Somebody out there apparently didn’t think much of Red Bank’s history.

Back in the early spring, borough resident Dana Benjamin spotted an intriguing item for sale on e-Bay: a book of maps of Red Bank from 1914. Her husband, Brian, bought the collection sight unseen for $240, and then went down to Asbury Park to pick it up. There, the seller—whose name Benjamin doesn’t recall—told him his wife had found it in a pile of trash behind Asbury Park City Hall.

“I was kind of shocked when I first saw it,” says Benjamin, a mortgage broker. “I didn’t know what it was all about. I still haven’t figured it out.”

What Benjamin got for his money is plainly a compelling collection for anyone curious about old Red Bank, but one with some mystery to it.

Inside the large-format, untitled book, which has come apart at the bindings, are detailed street maps of the borough prepared by Sanborn Map Co. of Manhattan.

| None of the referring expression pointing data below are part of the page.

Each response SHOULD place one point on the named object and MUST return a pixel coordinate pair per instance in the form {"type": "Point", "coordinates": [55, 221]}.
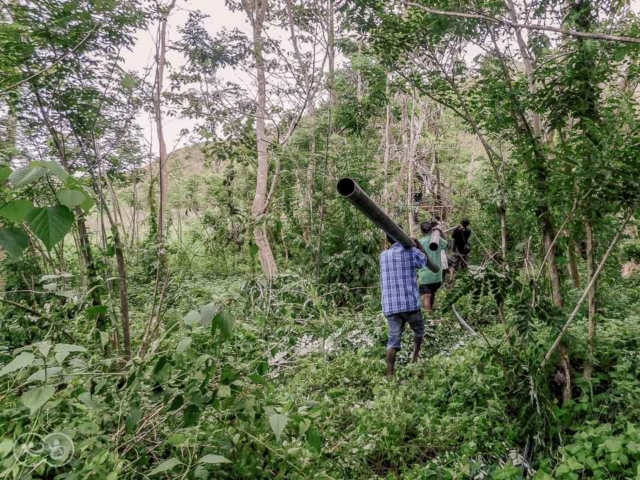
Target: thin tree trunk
{"type": "Point", "coordinates": [591, 267]}
{"type": "Point", "coordinates": [161, 62]}
{"type": "Point", "coordinates": [387, 144]}
{"type": "Point", "coordinates": [256, 11]}
{"type": "Point", "coordinates": [573, 262]}
{"type": "Point", "coordinates": [331, 53]}
{"type": "Point", "coordinates": [83, 235]}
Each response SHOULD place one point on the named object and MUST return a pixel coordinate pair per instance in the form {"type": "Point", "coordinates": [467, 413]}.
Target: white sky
{"type": "Point", "coordinates": [144, 51]}
{"type": "Point", "coordinates": [219, 17]}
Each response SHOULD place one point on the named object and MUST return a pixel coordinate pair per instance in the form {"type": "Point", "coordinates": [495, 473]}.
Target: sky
{"type": "Point", "coordinates": [143, 53]}
{"type": "Point", "coordinates": [219, 17]}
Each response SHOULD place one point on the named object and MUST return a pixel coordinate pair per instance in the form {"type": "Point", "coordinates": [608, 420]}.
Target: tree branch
{"type": "Point", "coordinates": [574, 314]}
{"type": "Point", "coordinates": [56, 62]}
{"type": "Point", "coordinates": [544, 28]}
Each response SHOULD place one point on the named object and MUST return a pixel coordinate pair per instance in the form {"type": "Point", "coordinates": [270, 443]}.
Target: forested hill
{"type": "Point", "coordinates": [219, 311]}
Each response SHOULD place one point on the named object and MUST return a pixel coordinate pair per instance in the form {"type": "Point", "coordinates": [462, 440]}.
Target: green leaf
{"type": "Point", "coordinates": [61, 357]}
{"type": "Point", "coordinates": [191, 415]}
{"type": "Point", "coordinates": [224, 391]}
{"type": "Point", "coordinates": [314, 439]}
{"type": "Point", "coordinates": [613, 445]}
{"type": "Point", "coordinates": [166, 466]}
{"type": "Point", "coordinates": [88, 203]}
{"type": "Point", "coordinates": [45, 373]}
{"type": "Point", "coordinates": [92, 312]}
{"type": "Point", "coordinates": [177, 402]}
{"type": "Point", "coordinates": [214, 459]}
{"type": "Point", "coordinates": [134, 416]}
{"type": "Point", "coordinates": [192, 319]}
{"type": "Point", "coordinates": [207, 313]}
{"type": "Point", "coordinates": [50, 224]}
{"type": "Point", "coordinates": [4, 173]}
{"type": "Point", "coordinates": [25, 359]}
{"type": "Point", "coordinates": [224, 322]}
{"type": "Point", "coordinates": [176, 439]}
{"type": "Point", "coordinates": [36, 397]}
{"type": "Point", "coordinates": [55, 168]}
{"type": "Point", "coordinates": [6, 447]}
{"type": "Point", "coordinates": [183, 345]}
{"type": "Point", "coordinates": [71, 198]}
{"type": "Point", "coordinates": [65, 347]}
{"type": "Point", "coordinates": [14, 241]}
{"type": "Point", "coordinates": [16, 211]}
{"type": "Point", "coordinates": [278, 423]}
{"type": "Point", "coordinates": [26, 175]}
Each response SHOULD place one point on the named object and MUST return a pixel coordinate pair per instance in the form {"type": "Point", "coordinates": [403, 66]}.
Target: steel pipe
{"type": "Point", "coordinates": [349, 189]}
{"type": "Point", "coordinates": [434, 244]}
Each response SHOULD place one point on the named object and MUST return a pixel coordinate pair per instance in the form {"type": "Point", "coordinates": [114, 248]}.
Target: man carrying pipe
{"type": "Point", "coordinates": [428, 281]}
{"type": "Point", "coordinates": [398, 267]}
{"type": "Point", "coordinates": [400, 297]}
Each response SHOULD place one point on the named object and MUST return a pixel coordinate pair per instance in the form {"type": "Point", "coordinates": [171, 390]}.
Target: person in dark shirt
{"type": "Point", "coordinates": [461, 247]}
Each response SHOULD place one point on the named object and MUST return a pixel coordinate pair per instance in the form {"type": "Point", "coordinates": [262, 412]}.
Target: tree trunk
{"type": "Point", "coordinates": [331, 53]}
{"type": "Point", "coordinates": [591, 268]}
{"type": "Point", "coordinates": [573, 262]}
{"type": "Point", "coordinates": [95, 287]}
{"type": "Point", "coordinates": [387, 145]}
{"type": "Point", "coordinates": [256, 12]}
{"type": "Point", "coordinates": [161, 61]}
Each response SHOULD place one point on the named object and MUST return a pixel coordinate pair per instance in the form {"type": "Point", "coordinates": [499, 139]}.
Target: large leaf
{"type": "Point", "coordinates": [278, 423]}
{"type": "Point", "coordinates": [183, 345]}
{"type": "Point", "coordinates": [50, 224]}
{"type": "Point", "coordinates": [25, 359]}
{"type": "Point", "coordinates": [224, 322]}
{"type": "Point", "coordinates": [65, 347]}
{"type": "Point", "coordinates": [207, 313]}
{"type": "Point", "coordinates": [192, 319]}
{"type": "Point", "coordinates": [16, 211]}
{"type": "Point", "coordinates": [191, 415]}
{"type": "Point", "coordinates": [14, 241]}
{"type": "Point", "coordinates": [44, 374]}
{"type": "Point", "coordinates": [36, 397]}
{"type": "Point", "coordinates": [26, 175]}
{"type": "Point", "coordinates": [214, 459]}
{"type": "Point", "coordinates": [71, 198]}
{"type": "Point", "coordinates": [166, 466]}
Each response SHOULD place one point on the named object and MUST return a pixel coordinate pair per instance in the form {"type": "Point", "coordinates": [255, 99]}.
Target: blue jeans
{"type": "Point", "coordinates": [396, 323]}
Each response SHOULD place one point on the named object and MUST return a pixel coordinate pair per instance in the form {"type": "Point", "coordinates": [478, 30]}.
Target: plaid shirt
{"type": "Point", "coordinates": [398, 267]}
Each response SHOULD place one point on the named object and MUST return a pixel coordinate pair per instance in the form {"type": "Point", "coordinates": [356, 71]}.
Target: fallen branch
{"type": "Point", "coordinates": [526, 26]}
{"type": "Point", "coordinates": [574, 314]}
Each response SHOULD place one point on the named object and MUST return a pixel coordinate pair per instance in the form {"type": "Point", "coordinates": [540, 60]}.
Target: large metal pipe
{"type": "Point", "coordinates": [349, 189]}
{"type": "Point", "coordinates": [434, 244]}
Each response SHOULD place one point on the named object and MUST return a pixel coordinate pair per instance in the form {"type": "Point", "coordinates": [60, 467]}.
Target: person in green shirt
{"type": "Point", "coordinates": [429, 282]}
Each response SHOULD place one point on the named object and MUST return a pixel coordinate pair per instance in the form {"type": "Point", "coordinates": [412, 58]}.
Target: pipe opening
{"type": "Point", "coordinates": [346, 186]}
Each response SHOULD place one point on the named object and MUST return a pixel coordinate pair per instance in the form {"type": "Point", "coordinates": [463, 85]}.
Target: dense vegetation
{"type": "Point", "coordinates": [214, 311]}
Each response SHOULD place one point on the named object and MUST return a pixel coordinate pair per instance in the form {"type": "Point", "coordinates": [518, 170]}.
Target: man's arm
{"type": "Point", "coordinates": [419, 255]}
{"type": "Point", "coordinates": [419, 246]}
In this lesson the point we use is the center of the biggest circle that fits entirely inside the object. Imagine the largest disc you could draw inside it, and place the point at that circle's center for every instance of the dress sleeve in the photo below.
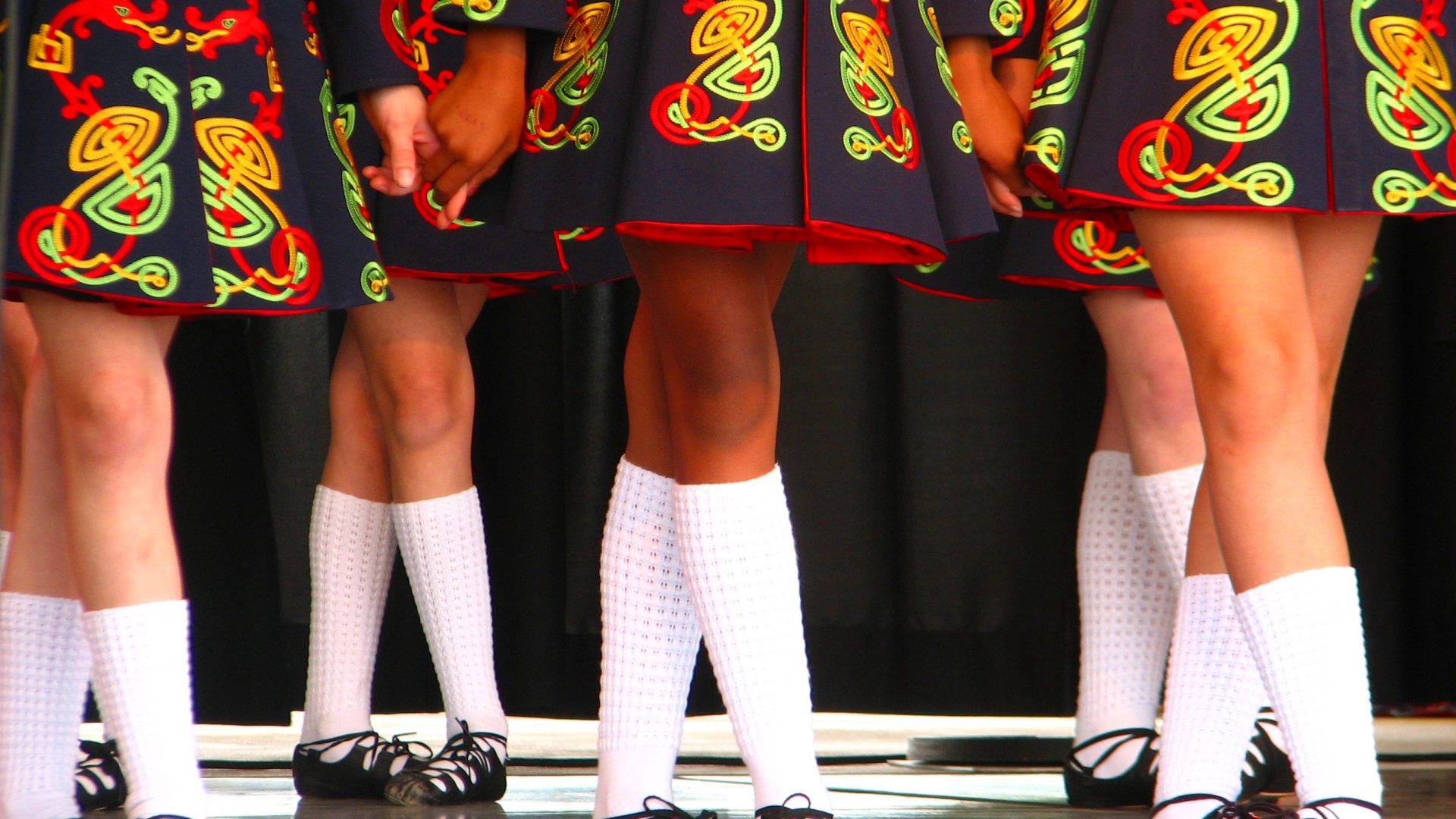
(544, 15)
(981, 18)
(367, 44)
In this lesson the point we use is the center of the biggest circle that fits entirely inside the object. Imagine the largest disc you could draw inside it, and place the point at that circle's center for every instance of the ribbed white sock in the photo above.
(650, 643)
(1165, 502)
(143, 684)
(351, 554)
(1213, 695)
(737, 550)
(443, 544)
(5, 551)
(1128, 602)
(44, 664)
(1307, 635)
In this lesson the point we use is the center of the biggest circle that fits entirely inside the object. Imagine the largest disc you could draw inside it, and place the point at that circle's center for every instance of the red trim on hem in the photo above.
(827, 242)
(469, 278)
(1076, 286)
(948, 295)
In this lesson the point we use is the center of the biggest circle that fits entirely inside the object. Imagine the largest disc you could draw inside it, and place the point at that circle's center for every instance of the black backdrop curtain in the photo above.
(934, 453)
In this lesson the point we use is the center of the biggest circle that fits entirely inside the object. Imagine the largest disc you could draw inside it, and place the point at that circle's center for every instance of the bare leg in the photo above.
(1149, 373)
(711, 318)
(1237, 284)
(114, 420)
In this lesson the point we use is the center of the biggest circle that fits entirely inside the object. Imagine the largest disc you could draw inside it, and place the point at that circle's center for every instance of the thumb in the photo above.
(402, 161)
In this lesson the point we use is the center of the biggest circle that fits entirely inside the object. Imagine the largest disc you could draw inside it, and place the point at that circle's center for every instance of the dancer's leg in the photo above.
(421, 381)
(648, 624)
(711, 314)
(114, 420)
(1128, 585)
(1247, 324)
(351, 558)
(44, 659)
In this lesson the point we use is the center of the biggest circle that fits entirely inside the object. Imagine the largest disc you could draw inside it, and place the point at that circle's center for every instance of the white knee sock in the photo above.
(1128, 601)
(1213, 695)
(143, 684)
(44, 664)
(1165, 502)
(351, 554)
(443, 544)
(737, 551)
(650, 642)
(1310, 645)
(5, 551)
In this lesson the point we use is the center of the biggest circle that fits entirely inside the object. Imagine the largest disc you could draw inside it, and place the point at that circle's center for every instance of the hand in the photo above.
(478, 117)
(400, 117)
(998, 127)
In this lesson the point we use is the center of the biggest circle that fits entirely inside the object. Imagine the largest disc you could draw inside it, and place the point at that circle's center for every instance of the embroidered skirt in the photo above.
(1302, 105)
(185, 158)
(830, 123)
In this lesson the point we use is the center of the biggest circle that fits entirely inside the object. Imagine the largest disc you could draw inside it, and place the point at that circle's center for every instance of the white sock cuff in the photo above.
(369, 519)
(1321, 582)
(437, 506)
(755, 502)
(1110, 461)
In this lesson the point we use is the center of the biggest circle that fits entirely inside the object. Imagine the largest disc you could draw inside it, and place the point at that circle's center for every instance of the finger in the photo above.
(455, 178)
(437, 164)
(1002, 199)
(453, 209)
(400, 153)
(427, 143)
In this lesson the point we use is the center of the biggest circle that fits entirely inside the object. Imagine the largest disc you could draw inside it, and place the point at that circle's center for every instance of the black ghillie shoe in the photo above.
(1267, 768)
(1231, 809)
(465, 770)
(669, 811)
(785, 812)
(99, 783)
(1134, 786)
(362, 773)
(1326, 806)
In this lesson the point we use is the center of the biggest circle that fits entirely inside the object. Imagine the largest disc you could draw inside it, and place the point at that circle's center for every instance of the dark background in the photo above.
(934, 453)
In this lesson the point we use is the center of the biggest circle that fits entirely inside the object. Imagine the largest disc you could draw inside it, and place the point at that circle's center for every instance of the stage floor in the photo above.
(1414, 790)
(554, 776)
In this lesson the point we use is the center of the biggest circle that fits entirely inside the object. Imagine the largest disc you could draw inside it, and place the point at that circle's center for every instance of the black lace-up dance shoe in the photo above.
(362, 774)
(785, 812)
(466, 770)
(1267, 768)
(99, 783)
(1134, 786)
(1231, 809)
(667, 811)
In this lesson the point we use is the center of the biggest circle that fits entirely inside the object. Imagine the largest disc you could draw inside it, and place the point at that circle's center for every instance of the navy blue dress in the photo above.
(1299, 105)
(185, 158)
(400, 42)
(830, 123)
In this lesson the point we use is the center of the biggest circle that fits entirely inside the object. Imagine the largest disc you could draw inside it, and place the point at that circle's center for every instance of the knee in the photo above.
(724, 398)
(1254, 391)
(115, 417)
(1164, 394)
(424, 401)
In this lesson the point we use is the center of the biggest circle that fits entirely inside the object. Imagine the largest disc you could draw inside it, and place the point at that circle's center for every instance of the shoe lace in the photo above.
(92, 770)
(670, 811)
(1254, 811)
(783, 811)
(1122, 736)
(463, 761)
(1326, 811)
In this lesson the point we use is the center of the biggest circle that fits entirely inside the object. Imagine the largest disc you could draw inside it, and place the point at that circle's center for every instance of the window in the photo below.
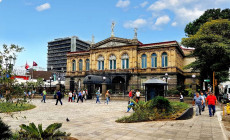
(87, 64)
(125, 61)
(154, 60)
(112, 62)
(73, 65)
(164, 60)
(100, 62)
(144, 61)
(80, 65)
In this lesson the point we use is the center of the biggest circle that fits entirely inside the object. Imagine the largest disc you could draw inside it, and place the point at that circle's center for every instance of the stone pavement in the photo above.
(89, 120)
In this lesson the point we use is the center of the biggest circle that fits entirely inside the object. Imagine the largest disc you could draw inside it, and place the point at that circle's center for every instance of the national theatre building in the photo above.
(120, 64)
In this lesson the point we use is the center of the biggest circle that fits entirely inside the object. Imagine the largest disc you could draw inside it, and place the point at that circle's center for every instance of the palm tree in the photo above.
(33, 132)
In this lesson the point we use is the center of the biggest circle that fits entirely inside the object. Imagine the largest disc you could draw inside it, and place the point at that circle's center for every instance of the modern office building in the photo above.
(57, 50)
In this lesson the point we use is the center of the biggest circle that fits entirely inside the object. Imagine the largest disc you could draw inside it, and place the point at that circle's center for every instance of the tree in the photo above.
(33, 132)
(212, 49)
(6, 72)
(210, 14)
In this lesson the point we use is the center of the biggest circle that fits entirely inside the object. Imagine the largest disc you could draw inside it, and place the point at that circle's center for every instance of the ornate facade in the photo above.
(127, 63)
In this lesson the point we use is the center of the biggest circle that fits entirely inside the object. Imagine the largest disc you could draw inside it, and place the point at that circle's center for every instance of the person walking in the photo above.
(181, 98)
(107, 95)
(130, 95)
(98, 96)
(44, 96)
(79, 97)
(70, 96)
(58, 96)
(203, 98)
(198, 102)
(138, 95)
(211, 101)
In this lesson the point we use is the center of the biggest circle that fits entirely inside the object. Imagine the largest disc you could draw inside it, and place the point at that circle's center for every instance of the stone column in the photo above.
(104, 88)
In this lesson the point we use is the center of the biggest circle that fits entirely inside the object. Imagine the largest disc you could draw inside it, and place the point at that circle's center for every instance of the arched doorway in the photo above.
(118, 85)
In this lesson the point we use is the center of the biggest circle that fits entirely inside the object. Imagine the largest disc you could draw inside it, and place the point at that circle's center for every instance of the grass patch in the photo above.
(156, 109)
(6, 107)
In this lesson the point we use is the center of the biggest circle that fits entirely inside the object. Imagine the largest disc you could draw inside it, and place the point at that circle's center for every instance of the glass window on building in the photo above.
(125, 61)
(112, 62)
(144, 61)
(73, 65)
(87, 64)
(154, 60)
(164, 60)
(80, 65)
(100, 62)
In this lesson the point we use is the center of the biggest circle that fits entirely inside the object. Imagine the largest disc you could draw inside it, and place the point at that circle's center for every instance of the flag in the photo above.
(34, 63)
(26, 66)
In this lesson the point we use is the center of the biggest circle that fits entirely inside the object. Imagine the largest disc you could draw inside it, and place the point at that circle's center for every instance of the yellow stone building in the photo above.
(122, 64)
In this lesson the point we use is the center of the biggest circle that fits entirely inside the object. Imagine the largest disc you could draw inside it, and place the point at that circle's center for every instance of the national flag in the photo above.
(34, 63)
(26, 66)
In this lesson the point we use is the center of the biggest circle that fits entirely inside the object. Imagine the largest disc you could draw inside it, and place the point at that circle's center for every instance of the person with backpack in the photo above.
(58, 96)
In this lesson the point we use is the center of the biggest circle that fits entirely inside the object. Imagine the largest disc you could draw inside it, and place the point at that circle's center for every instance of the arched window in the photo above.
(143, 61)
(100, 62)
(154, 60)
(80, 65)
(112, 62)
(125, 61)
(164, 60)
(73, 65)
(87, 64)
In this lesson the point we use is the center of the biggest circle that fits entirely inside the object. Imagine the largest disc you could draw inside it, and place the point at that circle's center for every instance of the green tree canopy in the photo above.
(211, 14)
(212, 49)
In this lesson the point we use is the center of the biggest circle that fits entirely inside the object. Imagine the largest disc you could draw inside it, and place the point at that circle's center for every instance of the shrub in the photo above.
(5, 132)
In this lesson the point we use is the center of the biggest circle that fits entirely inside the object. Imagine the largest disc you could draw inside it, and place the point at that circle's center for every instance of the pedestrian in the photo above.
(131, 105)
(83, 95)
(211, 101)
(70, 96)
(203, 98)
(98, 96)
(74, 95)
(130, 95)
(79, 97)
(58, 96)
(44, 96)
(33, 92)
(198, 102)
(138, 95)
(107, 95)
(181, 98)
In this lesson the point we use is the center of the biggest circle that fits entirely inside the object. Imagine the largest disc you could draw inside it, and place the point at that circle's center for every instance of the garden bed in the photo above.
(157, 109)
(6, 107)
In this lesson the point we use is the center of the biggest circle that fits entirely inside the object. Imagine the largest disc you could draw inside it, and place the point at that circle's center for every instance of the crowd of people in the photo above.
(205, 99)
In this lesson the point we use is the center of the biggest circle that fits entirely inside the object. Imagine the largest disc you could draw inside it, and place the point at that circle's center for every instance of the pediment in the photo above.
(115, 42)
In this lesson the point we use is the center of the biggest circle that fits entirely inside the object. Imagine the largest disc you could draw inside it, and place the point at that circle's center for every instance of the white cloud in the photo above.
(162, 20)
(123, 3)
(43, 7)
(144, 4)
(136, 23)
(174, 24)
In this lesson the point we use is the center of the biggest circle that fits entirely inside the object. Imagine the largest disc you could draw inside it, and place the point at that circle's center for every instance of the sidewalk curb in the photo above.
(224, 131)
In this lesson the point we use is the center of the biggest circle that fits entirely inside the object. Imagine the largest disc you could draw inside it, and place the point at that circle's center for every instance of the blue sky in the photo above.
(33, 23)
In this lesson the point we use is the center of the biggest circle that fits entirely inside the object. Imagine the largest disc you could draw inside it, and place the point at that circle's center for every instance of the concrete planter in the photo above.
(186, 115)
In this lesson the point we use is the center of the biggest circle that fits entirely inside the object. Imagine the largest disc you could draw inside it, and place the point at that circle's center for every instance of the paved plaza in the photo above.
(89, 120)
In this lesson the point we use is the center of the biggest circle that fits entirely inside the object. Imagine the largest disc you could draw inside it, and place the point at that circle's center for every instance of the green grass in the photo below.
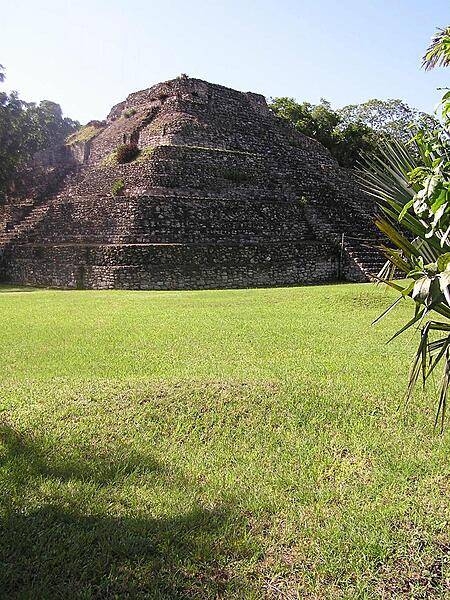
(219, 444)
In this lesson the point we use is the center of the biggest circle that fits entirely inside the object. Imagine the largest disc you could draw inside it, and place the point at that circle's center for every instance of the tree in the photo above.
(391, 119)
(346, 141)
(26, 128)
(413, 191)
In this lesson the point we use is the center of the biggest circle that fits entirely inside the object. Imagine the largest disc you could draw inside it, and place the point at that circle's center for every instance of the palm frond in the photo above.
(438, 52)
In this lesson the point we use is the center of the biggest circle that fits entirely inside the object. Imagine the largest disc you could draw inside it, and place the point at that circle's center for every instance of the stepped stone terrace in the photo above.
(222, 193)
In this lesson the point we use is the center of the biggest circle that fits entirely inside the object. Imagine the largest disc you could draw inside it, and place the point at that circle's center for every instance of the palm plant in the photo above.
(438, 52)
(411, 184)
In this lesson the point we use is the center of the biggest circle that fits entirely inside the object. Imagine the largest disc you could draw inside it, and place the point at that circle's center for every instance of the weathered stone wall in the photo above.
(172, 266)
(223, 194)
(170, 219)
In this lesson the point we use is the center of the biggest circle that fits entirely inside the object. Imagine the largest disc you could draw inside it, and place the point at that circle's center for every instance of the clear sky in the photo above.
(90, 54)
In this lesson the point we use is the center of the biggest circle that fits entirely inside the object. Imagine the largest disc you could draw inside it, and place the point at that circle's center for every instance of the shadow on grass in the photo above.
(56, 549)
(26, 458)
(7, 289)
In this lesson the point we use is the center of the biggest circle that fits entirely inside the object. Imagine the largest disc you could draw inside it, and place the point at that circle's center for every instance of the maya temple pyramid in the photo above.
(221, 194)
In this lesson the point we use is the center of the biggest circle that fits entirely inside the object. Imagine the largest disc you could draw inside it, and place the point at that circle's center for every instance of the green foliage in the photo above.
(127, 153)
(145, 154)
(355, 130)
(26, 128)
(117, 187)
(346, 141)
(389, 119)
(412, 186)
(438, 53)
(84, 134)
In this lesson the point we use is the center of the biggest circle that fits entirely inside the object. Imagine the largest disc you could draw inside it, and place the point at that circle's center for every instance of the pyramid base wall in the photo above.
(171, 267)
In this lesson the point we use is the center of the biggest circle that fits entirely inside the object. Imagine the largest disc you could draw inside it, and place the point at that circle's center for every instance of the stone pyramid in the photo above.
(221, 194)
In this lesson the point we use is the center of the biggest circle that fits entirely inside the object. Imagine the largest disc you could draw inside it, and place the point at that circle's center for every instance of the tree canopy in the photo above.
(353, 130)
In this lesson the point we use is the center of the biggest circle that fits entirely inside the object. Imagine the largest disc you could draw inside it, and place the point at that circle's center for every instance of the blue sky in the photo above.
(88, 55)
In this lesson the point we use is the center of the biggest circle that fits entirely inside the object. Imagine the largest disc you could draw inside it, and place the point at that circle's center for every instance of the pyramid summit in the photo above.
(187, 185)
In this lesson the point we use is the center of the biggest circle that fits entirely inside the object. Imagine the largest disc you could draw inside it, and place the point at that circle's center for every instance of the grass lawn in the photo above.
(216, 444)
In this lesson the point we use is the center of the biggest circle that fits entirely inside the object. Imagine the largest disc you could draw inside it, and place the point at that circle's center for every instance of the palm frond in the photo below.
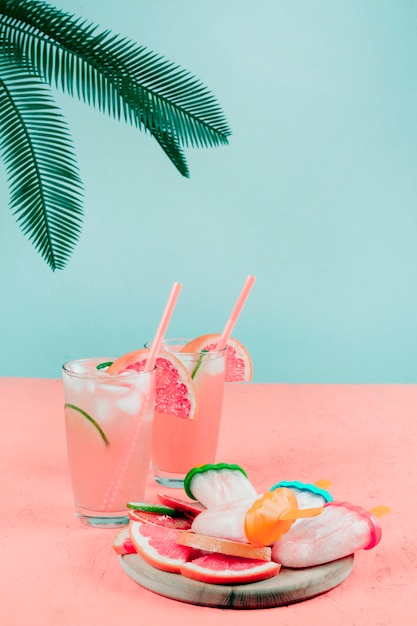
(119, 77)
(45, 188)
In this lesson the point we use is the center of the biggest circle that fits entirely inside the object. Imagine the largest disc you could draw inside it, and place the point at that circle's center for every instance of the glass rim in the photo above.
(183, 341)
(97, 373)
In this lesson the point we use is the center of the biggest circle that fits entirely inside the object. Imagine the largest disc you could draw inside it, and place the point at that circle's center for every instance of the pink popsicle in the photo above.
(340, 530)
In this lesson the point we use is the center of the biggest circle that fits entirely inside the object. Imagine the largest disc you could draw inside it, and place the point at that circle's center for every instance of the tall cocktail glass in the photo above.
(179, 444)
(108, 421)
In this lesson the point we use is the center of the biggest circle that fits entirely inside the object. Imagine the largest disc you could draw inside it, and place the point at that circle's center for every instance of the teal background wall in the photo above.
(316, 195)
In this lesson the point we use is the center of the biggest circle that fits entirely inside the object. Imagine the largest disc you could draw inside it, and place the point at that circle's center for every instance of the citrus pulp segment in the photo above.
(238, 360)
(174, 393)
(228, 570)
(158, 546)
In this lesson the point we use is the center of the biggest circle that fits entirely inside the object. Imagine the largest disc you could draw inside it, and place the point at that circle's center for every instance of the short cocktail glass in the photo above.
(180, 444)
(108, 421)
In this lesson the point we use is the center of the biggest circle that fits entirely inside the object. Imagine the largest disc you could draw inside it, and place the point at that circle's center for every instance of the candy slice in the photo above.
(340, 530)
(224, 546)
(307, 494)
(190, 509)
(218, 484)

The book is dated September, 1914, with the town’s population estimated at 8,000 residents. It would appear to be a tax or land-use map, but “the book doesn’t really say what it is,” says Benjamin.

Many but not all of the town’s present streets are included. The footprints of houses, garages and barns are drawn in and colored in yellow; commercial and industrial structures are in pink. Sometimes the property lines are present, other times not.

Benjamin finds his own home, at 44 Irving Place, on the map. “This used to be the old vet,” he says, “and that was his barn.”

Many of the properties indicate they were the locations of now-forgotten businesses. At the corner of Pearl and Chestnut streets, for example, was the Waters & Osborn Sash Door and Blind Factory, with a notation, “no watchman.”

Poring over the heart of the downtown portion of the map is like taking a trip back in time to an era when the borough had numerous hotels and live theatre offerings. The Lyric Theatre is shown, with its narrow entranceway in the vicinity of what is now the Creative Kitchens store on East Front; the stage is drawn near the theatre’s north end, on Union Street.

The maps identify what’s now known as the Navesink River as the North Shrewsbury River, its name until some time in the late 1940s. An East Front Street bridge over the stream next to what is now the Welsh Farms convenience store at Spring Street is labeled “iron bridge.” A building near the stream is marked “servants quarters.”

Benjamin is hoping to find someone with a scanner large enough to copy the plates, with an eye toward making them available on the Internet. The maps are about 13 inches by 21 inches.

He’d also like to learn as much as he can about the history of the book.

Anyone have any insights into this? Are there companion volumes, for example, or other copies floating around? And who on earth would throw them away?